Every year each holiday comes with a special spiritual energy inherent in time as it moves cyclically forward. On Passover, for instance, comes a sense of freedom from bondage, an ability to be released from limitations and imprisonment. On Rosh Hashana, a renewal, as the world again is created at this time every year.

On Purim, we become once more the undeserved recipients of an almost mindless outpouring of love and protection, salvation from a situation at first considered completely hopeless and irredeemable. We are children who have strayed so far into such grave danger that are only hope is to cry out to a parent who then sweeps us up just in the nick of time, and carries us safely back home.

That's why we get drunk on Purim. All year we operate under an illusion of control, of "cause and effect." We grow, change and improve ourselves and we imagine that, as a result, God responds in kind and gives us spiritual and material blessing. On this day, God shows us the epitome of our dependence on Him. It's as if He says: Just get out of the way -- don't even make a conscious decision to come back to Me. I'm doing all the work, irrespective of your actions. As far as I'm concerned, you could drink yourself silly. In fact, do that, so that it will be obvious to you that you are not in control; it's not your actions that cause Me to love you. My love for you is completely unconditional. You are my nation and I'm taking care of you no matter what – just because you are Mine.



"And its memory will never cease from its descendants" (ibid, 9:28).


"The holiday of Purim will never be abolished. Even at the end of days when all commemorations of our travails will not apply, the Book of Esther will be like the Five Books of Moses and last for all eternity" (Rambam, Laws of Megillah, 2:18).


The everlasting quality of Purim results from this unshakable fact: God's love for us is infinite, eternal. As such, it can not be tied down to natural rules that govern finite relationships. This, then, can in fact be the last stop in our development as a nation in our wondrous union with the Almighty: a recognition that when all is said and done, we should trust God and surrender control. He orchestrates and brings about results. He creates a reality that we, in our finite dimension, can't even comprehend. He expects us to try and put our best efforts forward, but even as we strive and imagine that we're accomplishing, ultimately it is God Who is entirely independent and is fulfilling our needs and taking care of us, regardless and sometimes even despite our intentions and actions.


On Purim, when this overwhelming compassion shines upon us today as it did then, it behooves us to grab the opportunity and tap into this wondrous power. Especially in these days when the Jewish people are surrounded by enemies and our very survival is being questioned.

We are asked to behave towards our fellow man with this same love and compassion.

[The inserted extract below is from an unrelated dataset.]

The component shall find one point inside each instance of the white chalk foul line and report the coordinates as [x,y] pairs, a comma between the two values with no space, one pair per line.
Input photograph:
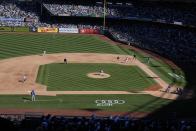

The mitzvot of "mishloach manot" – sending foods to our friends -- and the "gifts to the poor" are meant to increase love and mercy among us and remind us to emulate God's unconditional giving.

On this day no matter what we ask for, we are guaranteed that we will not be turned away empty handed.

Just as we are instructed to "give without thought to anyone who stretches out his hand" on Purim (ibid, 2:16), so too God is giving out "freebies" to anyone who asks, without any thought or deliberation. The power of our prayers on this day is immense. No matter what we ask for, we are guaranteed that we will not be turned away empty handed.

Just a week ago the Jewish people were struck with a terrible tragedy when eight beautiful, young Torah students were killed in their yeshiva in Jerusalem. Surely God's infinite mercy has been awakened, and this Purim may we witness, through no merit of our own, a complete turnabout, as we are pulled back from the brink of despair and destruction and experience once again, "for the Jews there was light and happiness, joy and honor."